Programs

Eye Health and Vision Care

Eye Exam Chart

Vision loss has been shown to cause substantial social and economic tolls, emotional suffering, social isolation, loss of productivity, and diminished quality of life. Despite the importance of vision and eye health on one’s quality of life, many people continue to face barriers to accessing the proper eye and vision care.

ACU works with local, state, and national partners to increase access to the proper eye and vision care for underserved populations. We do this by bringing mobile vision vans to underserved communities, providing grants and technical assistance to health centers to help establish permanent eye and vision programs at service sites, and educating communities of underserved populations.
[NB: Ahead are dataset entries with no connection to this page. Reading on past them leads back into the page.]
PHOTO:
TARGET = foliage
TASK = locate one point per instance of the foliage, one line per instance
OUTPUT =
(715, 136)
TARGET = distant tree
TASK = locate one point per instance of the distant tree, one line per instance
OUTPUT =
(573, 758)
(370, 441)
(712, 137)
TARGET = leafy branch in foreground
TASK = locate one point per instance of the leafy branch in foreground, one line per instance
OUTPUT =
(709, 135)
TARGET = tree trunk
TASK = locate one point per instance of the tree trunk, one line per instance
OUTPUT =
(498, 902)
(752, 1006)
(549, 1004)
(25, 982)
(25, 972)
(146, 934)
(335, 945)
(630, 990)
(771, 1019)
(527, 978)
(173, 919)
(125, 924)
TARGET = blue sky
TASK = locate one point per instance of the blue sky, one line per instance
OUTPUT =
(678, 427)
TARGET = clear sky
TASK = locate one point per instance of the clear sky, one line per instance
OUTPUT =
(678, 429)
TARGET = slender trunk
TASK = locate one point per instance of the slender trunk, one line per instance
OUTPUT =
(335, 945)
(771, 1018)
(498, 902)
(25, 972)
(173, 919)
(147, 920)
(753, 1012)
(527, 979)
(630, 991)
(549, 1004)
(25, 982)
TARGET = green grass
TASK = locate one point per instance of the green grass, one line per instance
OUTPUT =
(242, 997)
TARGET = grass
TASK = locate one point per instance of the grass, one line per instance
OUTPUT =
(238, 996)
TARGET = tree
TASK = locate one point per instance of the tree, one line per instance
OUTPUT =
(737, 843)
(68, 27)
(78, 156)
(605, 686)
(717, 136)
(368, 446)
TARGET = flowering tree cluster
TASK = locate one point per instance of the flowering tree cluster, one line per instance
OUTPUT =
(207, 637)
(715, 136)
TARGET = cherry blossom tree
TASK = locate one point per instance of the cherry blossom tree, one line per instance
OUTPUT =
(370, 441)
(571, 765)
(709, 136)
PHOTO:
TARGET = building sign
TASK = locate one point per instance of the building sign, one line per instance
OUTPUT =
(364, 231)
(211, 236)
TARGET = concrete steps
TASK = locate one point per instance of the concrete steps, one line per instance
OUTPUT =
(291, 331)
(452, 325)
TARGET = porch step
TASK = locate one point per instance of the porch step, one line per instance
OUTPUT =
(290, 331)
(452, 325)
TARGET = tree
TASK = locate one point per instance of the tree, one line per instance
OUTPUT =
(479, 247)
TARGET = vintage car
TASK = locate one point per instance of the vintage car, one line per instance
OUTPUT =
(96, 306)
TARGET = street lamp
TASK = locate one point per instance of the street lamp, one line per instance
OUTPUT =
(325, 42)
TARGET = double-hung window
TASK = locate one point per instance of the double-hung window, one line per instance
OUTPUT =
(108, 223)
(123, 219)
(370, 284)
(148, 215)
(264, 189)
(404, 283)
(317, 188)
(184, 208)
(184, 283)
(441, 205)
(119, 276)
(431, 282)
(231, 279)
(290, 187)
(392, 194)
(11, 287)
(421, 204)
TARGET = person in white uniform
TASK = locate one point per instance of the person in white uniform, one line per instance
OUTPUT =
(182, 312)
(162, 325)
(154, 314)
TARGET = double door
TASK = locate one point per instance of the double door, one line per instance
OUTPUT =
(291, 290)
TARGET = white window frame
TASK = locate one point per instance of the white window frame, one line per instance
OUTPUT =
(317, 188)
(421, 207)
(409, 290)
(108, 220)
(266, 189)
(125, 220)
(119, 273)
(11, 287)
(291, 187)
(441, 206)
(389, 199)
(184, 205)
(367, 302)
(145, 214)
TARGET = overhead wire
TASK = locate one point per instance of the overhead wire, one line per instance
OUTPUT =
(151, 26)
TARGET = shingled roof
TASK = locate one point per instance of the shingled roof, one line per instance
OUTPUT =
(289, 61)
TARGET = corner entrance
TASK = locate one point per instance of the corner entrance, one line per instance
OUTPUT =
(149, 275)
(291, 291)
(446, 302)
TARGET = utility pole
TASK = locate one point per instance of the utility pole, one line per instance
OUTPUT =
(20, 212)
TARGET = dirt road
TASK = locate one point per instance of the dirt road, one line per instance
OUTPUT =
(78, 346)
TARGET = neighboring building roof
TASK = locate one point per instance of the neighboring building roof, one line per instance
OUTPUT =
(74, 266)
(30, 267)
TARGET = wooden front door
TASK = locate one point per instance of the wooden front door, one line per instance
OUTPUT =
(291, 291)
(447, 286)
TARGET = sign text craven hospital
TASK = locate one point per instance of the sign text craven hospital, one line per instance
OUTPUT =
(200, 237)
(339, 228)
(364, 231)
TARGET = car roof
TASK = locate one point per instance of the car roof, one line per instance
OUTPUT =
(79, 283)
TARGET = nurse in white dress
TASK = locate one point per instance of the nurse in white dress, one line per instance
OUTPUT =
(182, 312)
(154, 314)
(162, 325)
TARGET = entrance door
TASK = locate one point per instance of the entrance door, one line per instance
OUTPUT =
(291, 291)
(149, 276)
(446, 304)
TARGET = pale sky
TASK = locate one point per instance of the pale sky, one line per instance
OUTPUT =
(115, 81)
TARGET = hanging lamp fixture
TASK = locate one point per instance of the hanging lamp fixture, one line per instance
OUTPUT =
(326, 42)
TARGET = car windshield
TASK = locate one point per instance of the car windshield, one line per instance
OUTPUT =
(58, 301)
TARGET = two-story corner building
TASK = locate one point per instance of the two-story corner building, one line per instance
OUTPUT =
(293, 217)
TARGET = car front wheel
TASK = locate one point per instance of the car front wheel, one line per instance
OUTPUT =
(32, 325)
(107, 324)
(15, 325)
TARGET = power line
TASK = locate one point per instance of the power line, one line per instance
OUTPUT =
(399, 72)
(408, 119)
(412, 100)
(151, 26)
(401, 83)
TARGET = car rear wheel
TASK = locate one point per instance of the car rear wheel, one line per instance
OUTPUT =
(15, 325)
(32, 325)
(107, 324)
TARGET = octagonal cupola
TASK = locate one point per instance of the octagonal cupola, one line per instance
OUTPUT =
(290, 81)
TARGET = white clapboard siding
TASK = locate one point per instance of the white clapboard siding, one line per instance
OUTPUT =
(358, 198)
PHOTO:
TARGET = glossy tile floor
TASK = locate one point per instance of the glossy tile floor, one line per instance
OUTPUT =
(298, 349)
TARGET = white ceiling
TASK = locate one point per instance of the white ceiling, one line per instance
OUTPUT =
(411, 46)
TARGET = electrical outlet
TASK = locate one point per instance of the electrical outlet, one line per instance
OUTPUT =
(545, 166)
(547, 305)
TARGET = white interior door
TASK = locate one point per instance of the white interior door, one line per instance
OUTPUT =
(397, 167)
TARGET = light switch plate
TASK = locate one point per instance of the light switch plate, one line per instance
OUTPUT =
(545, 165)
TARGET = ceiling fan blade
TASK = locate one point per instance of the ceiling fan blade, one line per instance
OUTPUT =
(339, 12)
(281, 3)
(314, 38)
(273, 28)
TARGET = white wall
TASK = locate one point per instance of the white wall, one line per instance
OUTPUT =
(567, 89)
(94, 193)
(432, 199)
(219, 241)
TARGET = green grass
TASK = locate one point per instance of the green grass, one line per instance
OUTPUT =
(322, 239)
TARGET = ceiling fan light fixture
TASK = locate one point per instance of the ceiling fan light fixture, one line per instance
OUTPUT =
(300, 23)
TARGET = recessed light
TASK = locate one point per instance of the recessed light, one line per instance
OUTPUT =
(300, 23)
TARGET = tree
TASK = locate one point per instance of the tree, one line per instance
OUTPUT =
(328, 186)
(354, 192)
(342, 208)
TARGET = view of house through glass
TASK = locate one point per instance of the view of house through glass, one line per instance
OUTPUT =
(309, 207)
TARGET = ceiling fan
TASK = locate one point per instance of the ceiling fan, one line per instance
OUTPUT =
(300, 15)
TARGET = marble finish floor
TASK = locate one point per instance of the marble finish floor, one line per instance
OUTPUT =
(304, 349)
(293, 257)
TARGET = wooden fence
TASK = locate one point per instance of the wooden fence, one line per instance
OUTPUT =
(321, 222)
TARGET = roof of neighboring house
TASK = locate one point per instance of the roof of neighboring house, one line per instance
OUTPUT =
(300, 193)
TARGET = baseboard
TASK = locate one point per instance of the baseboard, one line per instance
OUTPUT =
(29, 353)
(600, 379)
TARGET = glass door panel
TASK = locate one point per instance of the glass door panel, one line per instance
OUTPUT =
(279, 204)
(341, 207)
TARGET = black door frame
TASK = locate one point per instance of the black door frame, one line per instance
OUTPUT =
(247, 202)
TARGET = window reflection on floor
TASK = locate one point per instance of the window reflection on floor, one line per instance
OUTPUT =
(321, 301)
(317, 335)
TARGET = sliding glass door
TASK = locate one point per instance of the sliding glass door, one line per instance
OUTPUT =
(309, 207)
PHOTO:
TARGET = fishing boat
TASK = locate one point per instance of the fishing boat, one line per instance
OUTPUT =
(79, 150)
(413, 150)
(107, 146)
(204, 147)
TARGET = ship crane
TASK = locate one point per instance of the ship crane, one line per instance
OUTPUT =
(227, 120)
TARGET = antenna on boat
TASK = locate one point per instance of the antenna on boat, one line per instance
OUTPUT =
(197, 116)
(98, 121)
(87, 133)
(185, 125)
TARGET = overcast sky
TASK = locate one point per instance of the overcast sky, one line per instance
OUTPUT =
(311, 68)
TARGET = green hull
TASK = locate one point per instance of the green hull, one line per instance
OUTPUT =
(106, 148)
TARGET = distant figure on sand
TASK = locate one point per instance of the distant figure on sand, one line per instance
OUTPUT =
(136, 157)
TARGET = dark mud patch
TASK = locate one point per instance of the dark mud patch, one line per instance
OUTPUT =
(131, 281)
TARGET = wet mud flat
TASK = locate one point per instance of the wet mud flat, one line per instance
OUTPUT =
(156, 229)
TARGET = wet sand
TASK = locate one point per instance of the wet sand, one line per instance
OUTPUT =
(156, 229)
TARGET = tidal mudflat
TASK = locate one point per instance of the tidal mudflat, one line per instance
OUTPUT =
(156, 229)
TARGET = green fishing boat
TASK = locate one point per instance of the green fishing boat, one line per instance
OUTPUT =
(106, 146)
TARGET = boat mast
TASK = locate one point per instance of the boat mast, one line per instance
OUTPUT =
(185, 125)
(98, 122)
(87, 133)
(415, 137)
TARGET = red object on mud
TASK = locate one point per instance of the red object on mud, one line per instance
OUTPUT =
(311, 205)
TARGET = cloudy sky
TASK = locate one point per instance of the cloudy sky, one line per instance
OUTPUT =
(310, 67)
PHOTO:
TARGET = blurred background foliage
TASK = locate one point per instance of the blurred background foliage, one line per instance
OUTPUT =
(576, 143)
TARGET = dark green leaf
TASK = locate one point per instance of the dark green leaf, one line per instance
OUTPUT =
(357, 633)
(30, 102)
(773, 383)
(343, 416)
New Initiative: Laying the Groundwork for a National Coalition to Increase Access to Eye Health and Vision Services via Community Health Centers

Community Health Centers (CHCs) were created to provide primary healthcare services to the nation’s most vulnerable and medically underserved populations, regardless of their ability to pay. Yet, only 1 in 4 (26%) CHCs nationwide offer vision services through an optometrist or ophthalmologist, and a mere 3% of the 34.5 million patients they serve annually can access them due to a multitude of systems-level barriers. When trying to establish or expand these services, health centers face high start up costs, space limitations, workforce challenges, and more due to the exclusion of vision services from the mandated scope of primary medical services under Section 330 of the Public Health Services Act, limited coverage under Medicare, state variances in Medicaid coverage for adults, and eye care providers’ exclusion from the National Health Service Corps.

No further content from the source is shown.